Kellogg hedge out input costs for no longer than a year, so even with costs falling now, the company is not seeing the benefit dropping into the bottom line because last year's hedges were profitable. The good news is that, on current trends for corn, I would expect some upside next year from the prices they have been hedging at this year.
That said, I think there maybe a structural problem here. I’m intrigued by General Mills’ acquisition of interest in Yoplait and the continued encroachment of Danone’s (NASDAQOTH: DANOY.PK) yogurts in the US. As they both extol the virtues of a healthier dairy based breakfast, it will help to create a market buzz around the product in general. Indeed, both are expanding sales in the US and I can’t help feeling that the high price of corn is helping tip the balance of many consumers away from breakfast cereal.
I think that with issues of obesity and healthy eating being high in the public eye, it is natural that the US should increase its per capita consumption of yogurt vs. high carb breakfast cereal. It gets worse. Within breakfast foods, Kraft’s Belvita and General Mills’ Nature Valley were cited on the conference call as new entrants. I think there is a good case to be made for a structural decline in breakfast cereals.
With regards to snacks, the Pringles acquisition is a clear attempt to expand sales in that direction. It is a bold move, but will not come without execution risk. And execution, by Kellogg’s own admission, is not something being done well right now. Kellogg is planning some supply chain investment and that too will contain risk. Moreover, Kraft is refocusing toward snacks and Kellogg can expect to feel the heat of competition. In summary, things are hard in Kellogg’s core market.
I’m not sure where to start here. Management talked of significant weakness in cereal in Europe with price elasticity causing part of the sales drop off. I write ‘part’ because Kellogg was keen to point out that a lot of the European issues were ‘company specific.’ In other words, they can be turned around.

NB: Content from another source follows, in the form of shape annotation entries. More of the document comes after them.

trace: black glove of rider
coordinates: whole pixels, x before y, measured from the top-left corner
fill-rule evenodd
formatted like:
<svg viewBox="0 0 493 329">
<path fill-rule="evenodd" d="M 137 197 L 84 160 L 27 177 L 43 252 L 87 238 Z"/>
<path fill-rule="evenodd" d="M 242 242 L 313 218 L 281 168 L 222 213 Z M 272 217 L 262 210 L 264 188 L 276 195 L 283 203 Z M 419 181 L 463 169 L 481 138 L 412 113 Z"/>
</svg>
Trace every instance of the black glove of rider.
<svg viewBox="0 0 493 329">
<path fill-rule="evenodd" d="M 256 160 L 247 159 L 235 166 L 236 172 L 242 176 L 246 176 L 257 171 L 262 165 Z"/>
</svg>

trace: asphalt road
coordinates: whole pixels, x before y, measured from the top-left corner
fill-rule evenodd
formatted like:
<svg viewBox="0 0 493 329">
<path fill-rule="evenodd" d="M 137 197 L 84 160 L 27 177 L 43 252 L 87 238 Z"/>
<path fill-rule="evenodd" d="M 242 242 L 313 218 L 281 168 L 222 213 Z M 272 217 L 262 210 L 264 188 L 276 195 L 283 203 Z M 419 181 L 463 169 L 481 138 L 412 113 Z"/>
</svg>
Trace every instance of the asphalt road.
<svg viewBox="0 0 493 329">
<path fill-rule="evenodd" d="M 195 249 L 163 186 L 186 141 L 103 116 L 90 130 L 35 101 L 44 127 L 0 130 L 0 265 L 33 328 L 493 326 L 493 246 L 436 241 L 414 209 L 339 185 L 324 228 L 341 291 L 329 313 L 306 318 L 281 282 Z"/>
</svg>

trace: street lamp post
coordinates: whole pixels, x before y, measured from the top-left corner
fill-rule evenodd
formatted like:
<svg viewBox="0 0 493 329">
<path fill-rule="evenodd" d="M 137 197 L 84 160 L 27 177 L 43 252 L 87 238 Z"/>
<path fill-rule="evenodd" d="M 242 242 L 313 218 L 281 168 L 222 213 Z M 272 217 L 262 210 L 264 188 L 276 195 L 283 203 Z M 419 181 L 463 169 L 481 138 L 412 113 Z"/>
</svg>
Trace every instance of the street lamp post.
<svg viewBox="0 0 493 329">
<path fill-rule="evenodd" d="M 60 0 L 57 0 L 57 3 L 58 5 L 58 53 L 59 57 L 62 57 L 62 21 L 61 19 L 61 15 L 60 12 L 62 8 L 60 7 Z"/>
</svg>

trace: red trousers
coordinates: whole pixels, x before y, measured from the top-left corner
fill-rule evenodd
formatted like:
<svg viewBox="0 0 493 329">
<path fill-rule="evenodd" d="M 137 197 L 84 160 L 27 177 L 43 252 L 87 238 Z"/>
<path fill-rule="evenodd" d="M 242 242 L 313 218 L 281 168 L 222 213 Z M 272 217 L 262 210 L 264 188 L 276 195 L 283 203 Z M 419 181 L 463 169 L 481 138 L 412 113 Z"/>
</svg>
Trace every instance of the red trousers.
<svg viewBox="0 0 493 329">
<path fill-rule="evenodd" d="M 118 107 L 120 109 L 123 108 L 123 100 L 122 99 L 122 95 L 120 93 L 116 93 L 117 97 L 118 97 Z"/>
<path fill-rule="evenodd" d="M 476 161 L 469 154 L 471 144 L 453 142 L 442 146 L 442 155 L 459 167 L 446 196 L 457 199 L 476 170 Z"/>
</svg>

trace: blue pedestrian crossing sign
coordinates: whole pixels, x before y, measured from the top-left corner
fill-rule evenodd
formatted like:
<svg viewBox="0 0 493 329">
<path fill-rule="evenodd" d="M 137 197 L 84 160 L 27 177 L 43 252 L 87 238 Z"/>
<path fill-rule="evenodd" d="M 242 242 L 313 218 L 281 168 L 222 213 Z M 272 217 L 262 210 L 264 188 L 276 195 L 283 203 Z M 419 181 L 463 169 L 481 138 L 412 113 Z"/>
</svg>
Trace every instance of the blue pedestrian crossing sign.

And there is a lot to turnaround. European brand building exercises were curtailed due to lack of success and there have been senior management changes at the European operations. Kellogg is planning to respond further by reducing overhead in order to deal with falling sales. All of which smacks of a tough market place.
Frankly, even though the European economy is going through a very difficult patch, I think there is more to the story here. There does appear to be a structural decline in demand for breakfast cereal and, as a way to boost sales, I would question the long term reliance on this product.
What does Kellogg need to do?
For the stock to become attractive - at least to me - the company needs to integrate Pringles well and come up with an acquisition or two in order to find or create a brand that it can grow sales with. Simply relying on some piecemeal restructuring efforts may well not be enough to turn things around.
Lower commodity costs will help in future and the management restructuring will surely have its effect. So clearly, there is some upside here. A decent dividend will attract some investors. However, it is not enough and until Kellogg executes and/or makes some strategic decisions about how to deal with conditions in its core product market, I’m merely inclined to monitor the stock.
If you like the sector then General Mills is worth a look. Danone is attractive but has heavy exposure to both France and Spain. Kraft appears to be positioning itself better than Kellogg. Nevertheless, none of this group is immune from headwinds this year.
Perhaps food stocks are not as defensive as everyone thought they might be.